И вдруг 23 марта 1801 года — неожиданная развязка: убит Павел I. Бонапарт приписывает преступление интригам англичан; он сам 24 декабря чудом избежал засады на улице Сен-Никез, проехав в своей карете на несколько секунд раньше, чем взорвалась «адская машина». «Англичане промахнулись по мне 3 нивоза, но попали в меня в Санкт-Петербурге». Они попали в него и в Египте, где французские войска были вынуждены капитулировать. Между тем, обе страны заинтересованы теперь в ведении переговоров. Английские торговцы обеспокоены отправкой французской экспедиции в Санто-Доминго, а также расходами на войну. Бонапарт в свою очередь знает, что Нельсон в Копенгагене за день сумел рассеять лигу нейтральных держав. Главным козырем по-прежнему оставалась власть над морем. Компромисс был найден. Это был Амьенский договор (1802). Египет переходил к Турции, Мальта — к рыцарям Ордена. Франция сохраняла завоеванные земли в Европе. Но оба правительства пошли на это не без задней мысли. Англичане обещали уйти с Мальты, но делать это не собирались; лондонский парламент одобрял договор, полагаясь на «бдительность Его Величества, чтобы принять необходимые меры, если публичные дела примут более благоприятный оборот». Бонапарт со своей стороны знал, что Англия не смирилась и что ему до конца жизни предстоит защищать Бельгию и Рейн.
Пока же он упивался своим триумфом. Ни при Ришелье, ни при Людовике XIV Франция не была такой большой и на первый взгляд так хорошо защищенной. Французский народ верил, что время войн подошло к концу, что начинается эра вечного мира, свободы торговли и что Бонапарт полубог. Теперь Первый Консул чувствовал себя достаточно сильным, чтобы восстановить во Франции религиозный мир. 8 апреля 1802 года конкордат (подписанный еще в январе 1801-го) был вынесен на голосование, и 18 апреля, в день Пасхи, в соборе Парижской Богоматери состоялась торжественная служба, ознаменовавшая одновременно возврат к миру и восстановление религии. На паперти собора под звон всех колоколов архиепископ и тридцать епископов встретили Первого Консула. Он приехал в карете с ливрейными лакеями, весь в красном, что оттеняло «серистую» бледность его красивого лица. Многие из окружавших его офицеров осуждали этот «монашеский балаган». Генерал Дельма, делясь вечером своими впечатлениями, сказал: «Там не хватало только тех ста тысяч человек, которые приняли смерть в борьбе за уничтожение всего этого». Но народ на улицах ликовал: «Мы будем петь «Аллилуйю» по воскресеньям!»

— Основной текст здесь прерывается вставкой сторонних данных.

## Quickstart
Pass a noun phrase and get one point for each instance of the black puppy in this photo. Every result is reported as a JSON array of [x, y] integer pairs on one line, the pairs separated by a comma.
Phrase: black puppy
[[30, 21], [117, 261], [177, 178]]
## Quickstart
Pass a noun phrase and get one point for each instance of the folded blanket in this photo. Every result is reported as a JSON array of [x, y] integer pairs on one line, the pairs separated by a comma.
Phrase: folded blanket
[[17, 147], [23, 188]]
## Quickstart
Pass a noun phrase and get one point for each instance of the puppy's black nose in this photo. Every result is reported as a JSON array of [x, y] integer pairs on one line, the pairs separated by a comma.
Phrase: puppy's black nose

После Маренго Сенат продлил на десять лет срок полномочий Первого Консула. Однако, что бы он ни говорил, его мечтой была корона. Как некогда Цезарь, он не любил, когда ему об этом говорили. Лафайет рассердил его, намекнув на то, что папа в один прекрасный день может помазать его миром из Священного Флакона. «Признайтесь, — сказал Лафайет после молебна в соборе, — ведь все это для того, чтобы разбить скляночку?» — «Вам на скляночку наплевать, — ответил Бонапарт, — и мне тоже, но подумайте, ведь нам и изнутри, и снаружи важно заставить папу и всех этих людей выступить против легитимности Бурбонов». Соблазн был велик. Шепот в республиканской армии заставил его задуматься. Он решил получить не наследственное право, но пожизненное консульское правление. Подавляющим большинством голосов (три с половиной миллиона «да» против восьми тысяч «нет») оно было ему предоставлено.
Более уверенный в себе после плебисцита, он изменил конституцию, заставил «рабский Сенат» (Стендаль) предоставить ему право назначать преемника и расширил свои полномочия за счет законодательных органов. Они смирились. Их пугали гренадеры и завораживал гений. Никогда еще Францией не управлял человек, одаренный таким творческим воображением. «С моими префектами, жандармами и священниками я сделаю все, что захочу», — говорил он. Это было почти правдой. Для упорядочения финансов он призвал высокопоставленных чиновников — Годена, Мольена, которые пополняли его образование в этой области и поражались, сколь быстро он все схватывал. Он создал корпус финансовых служащих, в том же виде существующий и по сей день; превратил Французский банк в удачную комбинацию государственного и частного банков; преобразовал систему правосудия и возглавил составление Гражданского кодекса. При обсуждении статей он изумлял комиссию, состоявшую из видных юристов, силой здравого смысла и дальновидностью. Наполеоновский кодекс, принятый в дальнейшем многими странами, несет печать его трезвого, геометрического ума. В то же время он укреплял Университет. Во всех лицеях Франции бой военных барабанов возвещал о начале учебного года. Эту дробь можно было слышать еще в 1900 году в лицеях Третьей Республики.